I am going to try to build on this. It started as my character bio, but I enjoyed writing it so here goes. There may be some language and there will be violence.

This first section was posted already on the character bio thread in the main discussion. I'm putting it here, to serve as the framework of the build. Bear with me, and any/all criticism is appreciated.

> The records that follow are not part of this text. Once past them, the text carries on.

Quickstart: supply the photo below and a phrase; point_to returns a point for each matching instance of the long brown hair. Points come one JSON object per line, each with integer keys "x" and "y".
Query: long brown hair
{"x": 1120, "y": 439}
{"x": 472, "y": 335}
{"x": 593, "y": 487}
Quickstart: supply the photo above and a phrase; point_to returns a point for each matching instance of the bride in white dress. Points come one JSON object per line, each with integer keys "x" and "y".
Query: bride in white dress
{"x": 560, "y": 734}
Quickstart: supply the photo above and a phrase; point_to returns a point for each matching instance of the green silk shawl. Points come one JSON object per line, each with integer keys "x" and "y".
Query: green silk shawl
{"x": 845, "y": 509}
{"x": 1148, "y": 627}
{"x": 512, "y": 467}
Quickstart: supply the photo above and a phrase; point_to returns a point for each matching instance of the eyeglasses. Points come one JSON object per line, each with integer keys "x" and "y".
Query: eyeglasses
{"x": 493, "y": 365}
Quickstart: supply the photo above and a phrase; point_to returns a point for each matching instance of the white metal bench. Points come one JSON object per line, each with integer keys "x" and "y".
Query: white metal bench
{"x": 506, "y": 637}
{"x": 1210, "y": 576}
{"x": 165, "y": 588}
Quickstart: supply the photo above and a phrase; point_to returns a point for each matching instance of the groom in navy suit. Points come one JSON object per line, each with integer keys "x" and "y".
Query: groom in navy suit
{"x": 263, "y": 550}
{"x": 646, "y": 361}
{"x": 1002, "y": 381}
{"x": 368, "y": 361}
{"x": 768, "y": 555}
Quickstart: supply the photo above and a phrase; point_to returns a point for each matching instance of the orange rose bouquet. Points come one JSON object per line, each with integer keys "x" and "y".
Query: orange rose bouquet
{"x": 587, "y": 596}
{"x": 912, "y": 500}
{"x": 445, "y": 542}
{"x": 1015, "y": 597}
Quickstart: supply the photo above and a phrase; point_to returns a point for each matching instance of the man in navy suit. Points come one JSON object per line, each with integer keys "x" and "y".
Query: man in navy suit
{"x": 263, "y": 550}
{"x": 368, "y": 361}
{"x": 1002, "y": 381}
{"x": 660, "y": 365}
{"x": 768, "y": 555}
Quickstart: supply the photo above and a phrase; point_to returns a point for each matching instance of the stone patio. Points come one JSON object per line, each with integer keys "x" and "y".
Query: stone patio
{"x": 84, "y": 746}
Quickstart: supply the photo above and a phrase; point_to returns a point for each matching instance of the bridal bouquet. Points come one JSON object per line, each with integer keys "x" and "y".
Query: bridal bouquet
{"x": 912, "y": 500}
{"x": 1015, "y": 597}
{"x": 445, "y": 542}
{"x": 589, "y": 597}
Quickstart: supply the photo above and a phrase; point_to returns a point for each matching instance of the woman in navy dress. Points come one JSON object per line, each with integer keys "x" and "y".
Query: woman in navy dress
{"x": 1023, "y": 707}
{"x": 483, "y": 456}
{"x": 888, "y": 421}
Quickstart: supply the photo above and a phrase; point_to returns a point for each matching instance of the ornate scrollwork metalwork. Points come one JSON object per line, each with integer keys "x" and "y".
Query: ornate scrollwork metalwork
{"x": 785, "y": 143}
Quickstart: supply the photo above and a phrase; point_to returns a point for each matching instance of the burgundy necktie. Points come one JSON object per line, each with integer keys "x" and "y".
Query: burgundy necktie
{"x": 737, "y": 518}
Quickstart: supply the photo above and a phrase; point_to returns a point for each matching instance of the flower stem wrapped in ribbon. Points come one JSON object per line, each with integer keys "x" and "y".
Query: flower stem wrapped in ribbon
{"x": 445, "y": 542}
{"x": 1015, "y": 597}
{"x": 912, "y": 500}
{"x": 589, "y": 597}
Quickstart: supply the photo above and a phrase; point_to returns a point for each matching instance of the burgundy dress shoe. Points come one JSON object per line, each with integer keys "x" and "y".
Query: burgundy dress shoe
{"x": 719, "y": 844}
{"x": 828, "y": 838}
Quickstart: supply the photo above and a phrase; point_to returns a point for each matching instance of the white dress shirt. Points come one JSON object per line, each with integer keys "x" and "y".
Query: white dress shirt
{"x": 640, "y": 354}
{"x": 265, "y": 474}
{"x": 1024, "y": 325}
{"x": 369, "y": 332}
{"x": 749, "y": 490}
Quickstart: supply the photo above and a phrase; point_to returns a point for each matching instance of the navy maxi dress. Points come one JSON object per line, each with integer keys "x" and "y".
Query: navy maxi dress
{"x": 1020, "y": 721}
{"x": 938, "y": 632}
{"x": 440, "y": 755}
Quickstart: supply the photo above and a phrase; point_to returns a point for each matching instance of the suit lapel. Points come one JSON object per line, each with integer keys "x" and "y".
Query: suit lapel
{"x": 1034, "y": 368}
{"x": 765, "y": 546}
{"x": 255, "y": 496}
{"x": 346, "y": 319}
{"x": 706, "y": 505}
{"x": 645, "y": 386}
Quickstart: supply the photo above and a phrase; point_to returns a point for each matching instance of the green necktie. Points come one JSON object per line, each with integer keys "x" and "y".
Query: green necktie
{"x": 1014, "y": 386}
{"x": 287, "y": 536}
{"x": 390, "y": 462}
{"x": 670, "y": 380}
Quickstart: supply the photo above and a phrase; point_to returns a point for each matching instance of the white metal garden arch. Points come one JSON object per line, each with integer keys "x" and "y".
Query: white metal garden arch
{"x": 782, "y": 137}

********************************************************************



Rahn is a Nord in his thirties. He was found as an infant, raised by a grizzled old veteran widower, and still doesn't know if he has family out there, nor does he care. The three people who meant the most to him are dead. His father figure, mentor, and best friend, Wuulfgar, passed peacefully while Rahn was away in the Legion. The locals later told him Wuulfgar's last words were of him, filled with pride and concern. His wife, a delicate flower in appearance, but with soul of iron, died during childbirth along with their son. She had smitten him with but a glance, two years prior in Solitude, become the center of his world with the warmth of her smile, and later the warmth of her arms. She was the driving force behind Rahn's every move, surviving to look upon her again, or to bring glory to her in his deeds. For their deaths, despite his many requests and appeals for leave, Rahn was again away in the Legion. It marked the end of his Legion career, and he has seldom looked back.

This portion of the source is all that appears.